How to earn an immediate spot in my RSS reader/heart
1. Give me the rebel. "Wow! Am I fucked up. I got no motorcycle I got no girl. HONEY, shit writting in capitals doesn't seem to help either."
2. Give me classic Steve Martin.
3. E.B. White trying (and failing) to defend his use of "Chinaman" is interesting. But give me, in the same 1946 letter, something only a New Yorker geek would love — a "Block That Metaphor" reference.
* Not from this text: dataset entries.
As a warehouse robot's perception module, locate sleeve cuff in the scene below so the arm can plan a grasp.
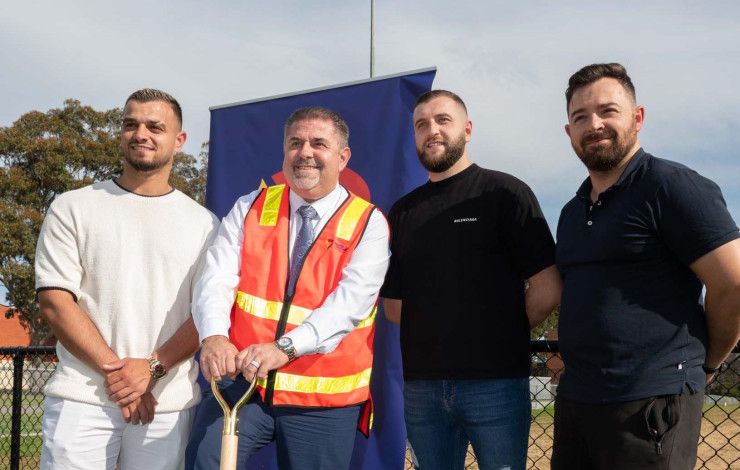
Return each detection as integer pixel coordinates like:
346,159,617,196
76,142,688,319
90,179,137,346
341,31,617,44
196,319,229,343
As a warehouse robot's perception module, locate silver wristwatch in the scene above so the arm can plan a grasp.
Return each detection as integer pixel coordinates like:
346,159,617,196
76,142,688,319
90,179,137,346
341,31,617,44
148,357,167,380
275,336,295,362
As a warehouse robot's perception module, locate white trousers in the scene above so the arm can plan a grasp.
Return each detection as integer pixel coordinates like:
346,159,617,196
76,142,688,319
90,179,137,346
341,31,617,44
41,397,195,470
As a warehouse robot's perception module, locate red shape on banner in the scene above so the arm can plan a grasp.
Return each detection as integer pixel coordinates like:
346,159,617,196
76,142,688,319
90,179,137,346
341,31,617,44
272,168,372,202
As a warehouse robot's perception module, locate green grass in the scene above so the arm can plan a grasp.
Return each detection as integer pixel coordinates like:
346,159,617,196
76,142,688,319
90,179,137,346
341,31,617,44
0,393,44,458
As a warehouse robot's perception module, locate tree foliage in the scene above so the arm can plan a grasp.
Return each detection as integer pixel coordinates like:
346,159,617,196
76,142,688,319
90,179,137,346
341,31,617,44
0,100,205,344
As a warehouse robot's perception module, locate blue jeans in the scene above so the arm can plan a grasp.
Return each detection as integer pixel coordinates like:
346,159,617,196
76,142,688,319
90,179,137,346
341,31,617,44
185,375,362,470
403,377,532,470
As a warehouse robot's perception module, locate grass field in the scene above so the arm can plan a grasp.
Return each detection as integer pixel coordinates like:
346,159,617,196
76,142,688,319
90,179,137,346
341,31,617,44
405,405,740,470
0,393,740,470
0,393,44,469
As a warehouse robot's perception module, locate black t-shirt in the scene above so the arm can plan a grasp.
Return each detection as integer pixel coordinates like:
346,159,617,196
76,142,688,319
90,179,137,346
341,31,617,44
557,149,739,403
381,165,554,380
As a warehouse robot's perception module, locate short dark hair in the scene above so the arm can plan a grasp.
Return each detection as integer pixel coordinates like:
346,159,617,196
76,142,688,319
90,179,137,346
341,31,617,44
414,90,468,114
124,88,182,127
283,106,349,147
565,62,636,108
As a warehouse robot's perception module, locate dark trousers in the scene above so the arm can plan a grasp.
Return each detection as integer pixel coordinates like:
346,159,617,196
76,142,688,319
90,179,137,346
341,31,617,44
551,390,704,470
185,376,361,470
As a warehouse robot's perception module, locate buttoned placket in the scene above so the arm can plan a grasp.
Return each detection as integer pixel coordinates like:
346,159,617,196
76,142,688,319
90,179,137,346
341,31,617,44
586,199,601,227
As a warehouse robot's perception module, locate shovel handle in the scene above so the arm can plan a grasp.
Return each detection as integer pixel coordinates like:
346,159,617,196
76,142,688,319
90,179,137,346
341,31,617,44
211,377,257,470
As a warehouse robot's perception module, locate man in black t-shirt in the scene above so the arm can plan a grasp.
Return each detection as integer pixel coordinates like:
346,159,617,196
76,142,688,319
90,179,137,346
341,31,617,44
552,64,740,470
381,90,561,470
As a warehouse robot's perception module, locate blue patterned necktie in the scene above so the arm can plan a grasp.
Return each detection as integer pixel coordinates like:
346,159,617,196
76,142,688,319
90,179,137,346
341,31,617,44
285,204,319,296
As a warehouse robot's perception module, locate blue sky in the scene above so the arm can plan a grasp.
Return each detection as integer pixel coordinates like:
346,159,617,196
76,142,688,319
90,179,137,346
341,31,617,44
0,0,740,299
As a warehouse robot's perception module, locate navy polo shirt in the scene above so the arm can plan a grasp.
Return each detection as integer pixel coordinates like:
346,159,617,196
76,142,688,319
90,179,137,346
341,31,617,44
556,149,740,403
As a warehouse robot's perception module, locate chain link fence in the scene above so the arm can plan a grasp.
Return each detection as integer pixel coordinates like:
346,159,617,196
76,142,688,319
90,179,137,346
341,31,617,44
405,340,740,470
0,346,56,470
0,340,740,470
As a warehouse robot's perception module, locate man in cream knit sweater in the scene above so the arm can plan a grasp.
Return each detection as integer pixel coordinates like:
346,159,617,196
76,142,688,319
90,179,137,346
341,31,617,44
35,89,218,470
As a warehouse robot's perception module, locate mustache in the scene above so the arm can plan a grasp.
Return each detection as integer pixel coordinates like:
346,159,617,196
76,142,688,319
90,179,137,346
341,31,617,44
581,129,617,145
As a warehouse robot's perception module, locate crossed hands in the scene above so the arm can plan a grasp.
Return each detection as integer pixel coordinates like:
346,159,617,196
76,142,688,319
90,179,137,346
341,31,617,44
103,357,157,425
200,335,288,382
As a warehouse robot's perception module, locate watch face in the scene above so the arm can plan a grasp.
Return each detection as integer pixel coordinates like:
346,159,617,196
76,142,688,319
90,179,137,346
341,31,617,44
152,364,167,379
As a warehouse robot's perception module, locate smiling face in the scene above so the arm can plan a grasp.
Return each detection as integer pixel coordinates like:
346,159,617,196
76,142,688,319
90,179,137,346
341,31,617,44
121,100,186,173
413,96,472,173
565,78,645,172
283,118,351,202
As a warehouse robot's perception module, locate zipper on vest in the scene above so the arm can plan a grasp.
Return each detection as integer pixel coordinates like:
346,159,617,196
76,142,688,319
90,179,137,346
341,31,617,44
265,192,352,406
265,296,292,406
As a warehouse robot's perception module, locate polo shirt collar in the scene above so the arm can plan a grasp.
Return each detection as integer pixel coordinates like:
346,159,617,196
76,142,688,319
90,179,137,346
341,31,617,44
576,147,647,202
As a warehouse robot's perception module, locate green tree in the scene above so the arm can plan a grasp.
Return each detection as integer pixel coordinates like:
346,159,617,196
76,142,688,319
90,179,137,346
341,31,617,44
0,100,205,344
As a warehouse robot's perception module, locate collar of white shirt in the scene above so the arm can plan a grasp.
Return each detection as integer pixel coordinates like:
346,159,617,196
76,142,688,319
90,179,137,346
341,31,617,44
290,184,347,221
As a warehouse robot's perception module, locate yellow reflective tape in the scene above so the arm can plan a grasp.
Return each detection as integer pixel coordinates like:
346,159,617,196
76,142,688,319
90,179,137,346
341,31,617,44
336,197,370,240
236,291,378,328
355,305,378,329
236,291,313,325
260,184,285,227
275,368,372,394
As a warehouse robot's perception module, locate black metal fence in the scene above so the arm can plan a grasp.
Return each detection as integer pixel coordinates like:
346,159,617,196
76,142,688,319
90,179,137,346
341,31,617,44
0,340,740,470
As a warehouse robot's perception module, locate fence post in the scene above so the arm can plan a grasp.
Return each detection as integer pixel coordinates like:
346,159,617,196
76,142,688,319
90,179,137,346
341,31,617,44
10,348,25,470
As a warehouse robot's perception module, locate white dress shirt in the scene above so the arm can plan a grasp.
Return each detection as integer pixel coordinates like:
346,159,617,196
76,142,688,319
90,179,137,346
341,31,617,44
193,185,390,356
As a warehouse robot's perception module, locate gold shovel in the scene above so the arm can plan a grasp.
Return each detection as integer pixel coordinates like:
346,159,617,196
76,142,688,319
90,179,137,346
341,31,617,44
211,377,257,470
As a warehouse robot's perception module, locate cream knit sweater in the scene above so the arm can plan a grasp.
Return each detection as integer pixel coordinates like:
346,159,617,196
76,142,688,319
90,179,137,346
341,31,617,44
36,181,218,412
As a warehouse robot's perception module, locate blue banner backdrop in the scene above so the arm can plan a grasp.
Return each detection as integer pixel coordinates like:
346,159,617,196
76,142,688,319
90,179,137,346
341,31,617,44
206,68,436,470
4. Give me Marlon Brando sending a telegram to Michael Jackson on opening night of The Jacksons' 1984 tour. "THINKING ABOUT YOU THIS EVENING PLEASE TRY NOT TO MAKE AN ASS OF YOURSELF AND PLEASE FOR GOD'S SAKE DON'T FALL IN THE ORCHESTRA PIT. MARLON"
5. Give me children's author William Steig trying to get out of giving a Caldecott acceptance speech. "I would almost rather die than have to formally address a group of people larger than two in number," Steig writes at one point. At another, he says, "I've told this to many people, but no one believes me & I feel like a character in a Kafka novel."
Then give me Steig's subsequently fine speech. Amid his grafs: "Art, including juvenile literature, has the power to make any spot on earth the living center of the universe, and unlike science, which often gives us the illusion of understanding things we really do not understand, it helps us to know life in a way that still keeps before us the mystery of things. It enhances the sense of wonder. And wonder is respect for life. Art also stimulates the adventurousness and the playfulness that keep us moving in a lively way and that lead us to useful discovery."